Da atualidade - o mundo e a Comunicação Social

Eu, otimista convicto até à vitória de Trump, tornei-me, subitamente, um pessimista derrotado, tamanha a desgraça que se vê dentro e fora de portas, as notícias são tão impensáveis e risíveis que uma pessoa só pode duvidar da sua veracidade.
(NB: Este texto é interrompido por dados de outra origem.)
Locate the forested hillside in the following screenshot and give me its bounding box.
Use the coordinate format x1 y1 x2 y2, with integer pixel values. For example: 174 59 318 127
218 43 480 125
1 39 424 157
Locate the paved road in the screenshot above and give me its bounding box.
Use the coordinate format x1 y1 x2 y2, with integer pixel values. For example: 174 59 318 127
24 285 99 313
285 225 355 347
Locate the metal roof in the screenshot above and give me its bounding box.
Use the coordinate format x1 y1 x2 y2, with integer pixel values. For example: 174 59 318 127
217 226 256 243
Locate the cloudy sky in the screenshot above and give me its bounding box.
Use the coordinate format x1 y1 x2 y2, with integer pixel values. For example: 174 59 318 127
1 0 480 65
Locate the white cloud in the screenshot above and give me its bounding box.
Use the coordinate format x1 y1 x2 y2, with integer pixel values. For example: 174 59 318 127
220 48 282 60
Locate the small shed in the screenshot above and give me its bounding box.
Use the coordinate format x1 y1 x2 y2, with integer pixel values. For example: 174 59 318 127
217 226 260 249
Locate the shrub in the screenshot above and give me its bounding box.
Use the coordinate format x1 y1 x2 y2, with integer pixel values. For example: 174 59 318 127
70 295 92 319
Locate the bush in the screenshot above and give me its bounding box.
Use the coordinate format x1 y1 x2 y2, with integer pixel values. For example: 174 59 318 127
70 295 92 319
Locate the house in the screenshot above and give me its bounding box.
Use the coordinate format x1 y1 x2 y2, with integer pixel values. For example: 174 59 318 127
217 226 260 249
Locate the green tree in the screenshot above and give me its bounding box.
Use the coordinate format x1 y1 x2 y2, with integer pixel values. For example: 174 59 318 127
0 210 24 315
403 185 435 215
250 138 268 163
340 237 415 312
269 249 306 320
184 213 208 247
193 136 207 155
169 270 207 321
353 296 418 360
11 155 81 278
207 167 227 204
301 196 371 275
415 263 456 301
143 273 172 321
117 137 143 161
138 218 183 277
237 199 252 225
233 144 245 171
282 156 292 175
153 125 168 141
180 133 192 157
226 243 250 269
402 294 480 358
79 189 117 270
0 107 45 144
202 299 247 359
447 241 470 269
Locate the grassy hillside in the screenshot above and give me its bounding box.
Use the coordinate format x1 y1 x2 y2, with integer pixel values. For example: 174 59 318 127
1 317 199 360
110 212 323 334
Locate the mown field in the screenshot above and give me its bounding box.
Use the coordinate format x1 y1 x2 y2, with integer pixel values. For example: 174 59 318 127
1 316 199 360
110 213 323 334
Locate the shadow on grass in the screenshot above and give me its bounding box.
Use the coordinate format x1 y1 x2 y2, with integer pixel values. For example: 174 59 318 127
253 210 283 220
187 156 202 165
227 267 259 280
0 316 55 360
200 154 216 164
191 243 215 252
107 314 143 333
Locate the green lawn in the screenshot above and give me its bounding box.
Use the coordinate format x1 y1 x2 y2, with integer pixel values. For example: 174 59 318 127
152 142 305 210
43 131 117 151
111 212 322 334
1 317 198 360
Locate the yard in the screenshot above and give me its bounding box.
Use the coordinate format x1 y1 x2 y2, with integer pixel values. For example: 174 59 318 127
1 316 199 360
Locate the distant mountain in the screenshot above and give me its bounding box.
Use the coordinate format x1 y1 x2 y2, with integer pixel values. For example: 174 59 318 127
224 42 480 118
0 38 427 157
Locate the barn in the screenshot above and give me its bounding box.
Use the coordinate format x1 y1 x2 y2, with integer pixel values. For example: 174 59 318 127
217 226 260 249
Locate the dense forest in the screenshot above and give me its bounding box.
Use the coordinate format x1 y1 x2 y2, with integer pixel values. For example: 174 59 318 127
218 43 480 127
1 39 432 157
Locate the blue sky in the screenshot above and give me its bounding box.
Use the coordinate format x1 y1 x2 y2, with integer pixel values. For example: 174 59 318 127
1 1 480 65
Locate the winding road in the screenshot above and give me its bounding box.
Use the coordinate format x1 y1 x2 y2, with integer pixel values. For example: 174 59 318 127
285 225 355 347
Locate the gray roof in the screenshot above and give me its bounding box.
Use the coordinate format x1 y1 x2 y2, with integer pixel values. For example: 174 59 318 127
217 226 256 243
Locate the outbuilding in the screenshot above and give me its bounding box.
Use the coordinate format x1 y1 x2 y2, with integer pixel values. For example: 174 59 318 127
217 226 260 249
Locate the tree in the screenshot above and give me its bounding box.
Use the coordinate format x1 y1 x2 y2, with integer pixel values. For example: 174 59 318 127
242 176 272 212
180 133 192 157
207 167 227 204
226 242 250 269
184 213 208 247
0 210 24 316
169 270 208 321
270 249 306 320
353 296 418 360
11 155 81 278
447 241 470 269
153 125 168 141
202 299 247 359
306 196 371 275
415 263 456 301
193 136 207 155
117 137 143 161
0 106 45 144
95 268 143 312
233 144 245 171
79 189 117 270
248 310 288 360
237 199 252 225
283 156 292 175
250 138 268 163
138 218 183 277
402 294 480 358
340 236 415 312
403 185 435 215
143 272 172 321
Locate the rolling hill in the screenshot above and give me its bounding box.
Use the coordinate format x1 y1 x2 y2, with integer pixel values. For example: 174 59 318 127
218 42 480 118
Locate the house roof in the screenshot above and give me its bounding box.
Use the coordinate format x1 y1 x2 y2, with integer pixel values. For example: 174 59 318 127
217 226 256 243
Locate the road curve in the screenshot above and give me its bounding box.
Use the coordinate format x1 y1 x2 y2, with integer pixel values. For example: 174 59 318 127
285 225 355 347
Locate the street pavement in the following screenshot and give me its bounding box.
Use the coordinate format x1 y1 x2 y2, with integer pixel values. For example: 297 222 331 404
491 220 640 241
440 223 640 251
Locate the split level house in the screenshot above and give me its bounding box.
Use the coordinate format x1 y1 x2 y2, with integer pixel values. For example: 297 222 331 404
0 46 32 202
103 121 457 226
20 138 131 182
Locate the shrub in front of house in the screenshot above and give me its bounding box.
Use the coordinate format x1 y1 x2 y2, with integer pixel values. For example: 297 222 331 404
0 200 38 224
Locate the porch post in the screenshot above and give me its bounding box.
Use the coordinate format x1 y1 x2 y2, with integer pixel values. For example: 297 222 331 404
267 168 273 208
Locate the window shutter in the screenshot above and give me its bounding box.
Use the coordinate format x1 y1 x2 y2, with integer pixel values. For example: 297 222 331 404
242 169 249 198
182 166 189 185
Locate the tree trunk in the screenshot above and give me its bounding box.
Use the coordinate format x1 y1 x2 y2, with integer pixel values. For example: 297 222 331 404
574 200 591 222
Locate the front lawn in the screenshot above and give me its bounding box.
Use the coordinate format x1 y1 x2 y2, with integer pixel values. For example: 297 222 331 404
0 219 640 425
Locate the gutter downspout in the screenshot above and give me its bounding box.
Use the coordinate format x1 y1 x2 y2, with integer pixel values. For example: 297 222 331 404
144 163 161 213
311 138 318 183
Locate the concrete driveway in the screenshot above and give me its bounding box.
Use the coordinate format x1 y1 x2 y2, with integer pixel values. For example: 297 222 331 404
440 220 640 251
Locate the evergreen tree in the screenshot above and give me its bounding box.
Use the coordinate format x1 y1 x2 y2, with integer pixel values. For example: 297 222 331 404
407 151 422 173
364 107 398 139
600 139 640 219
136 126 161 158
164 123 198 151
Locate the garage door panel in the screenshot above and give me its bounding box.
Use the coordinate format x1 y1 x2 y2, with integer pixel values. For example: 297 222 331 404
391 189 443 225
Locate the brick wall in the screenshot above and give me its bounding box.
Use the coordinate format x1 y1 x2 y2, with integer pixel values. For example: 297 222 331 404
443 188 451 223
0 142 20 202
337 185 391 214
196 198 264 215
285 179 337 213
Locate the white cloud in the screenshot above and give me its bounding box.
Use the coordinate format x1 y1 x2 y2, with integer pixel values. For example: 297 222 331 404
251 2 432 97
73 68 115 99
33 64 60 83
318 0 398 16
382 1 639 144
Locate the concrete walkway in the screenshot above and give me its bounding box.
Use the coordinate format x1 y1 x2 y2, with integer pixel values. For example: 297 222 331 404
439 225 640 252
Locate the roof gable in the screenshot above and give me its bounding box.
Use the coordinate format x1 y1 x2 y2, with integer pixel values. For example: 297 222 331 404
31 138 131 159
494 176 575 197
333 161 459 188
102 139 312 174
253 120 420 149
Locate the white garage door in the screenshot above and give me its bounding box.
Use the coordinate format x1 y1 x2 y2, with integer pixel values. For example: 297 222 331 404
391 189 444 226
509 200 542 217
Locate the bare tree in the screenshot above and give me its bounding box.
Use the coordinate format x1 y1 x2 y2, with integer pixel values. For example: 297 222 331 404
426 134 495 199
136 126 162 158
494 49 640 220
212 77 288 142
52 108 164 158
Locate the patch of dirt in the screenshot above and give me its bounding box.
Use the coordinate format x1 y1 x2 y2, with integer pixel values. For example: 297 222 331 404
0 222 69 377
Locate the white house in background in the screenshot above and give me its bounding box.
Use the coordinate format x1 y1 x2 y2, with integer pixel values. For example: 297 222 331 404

Cá dentro é o dislate do Chega a afirmar que o Presidente da República pode presidir ao Conselho de Ministros, é a Mortágua a desaparecer na flotilha e mandar o seu partido às malvas (e o país também, Portugal? Onde fica mesmo?), a Maria João Avilez indigna-se com o reconhecimento de Portugal do Estado Palestiniano e alguns portugueses insultam Isaac Nader porque acreditam que o tom de pele importa, se calhar é por isso que aí não se fizeram loas ministeriais à raça lusitana, enfim.
Lá fora é tudo o que gira à volta do triunvirato do mal, Netanyahu, Putin e Trump, os drones, o aproveitamento do assassinato de Charlie Kirk e as denúncias a quem falar mal nas redes sociais, o paracetamol e o autismo, o sofrível mármore do edifício da ONU, a Disney a tentar despedir o Kimmel, mas esperem, há mais gente a ensandecer, a França está tão desnorteada que Macron até vai apresentar provas inequívocas que a sua Brigitte é mulher e muito mulher – aguardemos com prudência pelo desfecho de Bolsonaro.
O desvario lunático que aí vai é tal que, neste mundo fake de inteligência artificial, duvidamos de tudo o que lemos, já não podemos acreditar em absolutamente nada exceto o que é noticiado pelos media credíveis, e este é o meu ponto, quando estes caírem de vez, e o escrutínio deixar de ser feito, vai ser a derrocada final.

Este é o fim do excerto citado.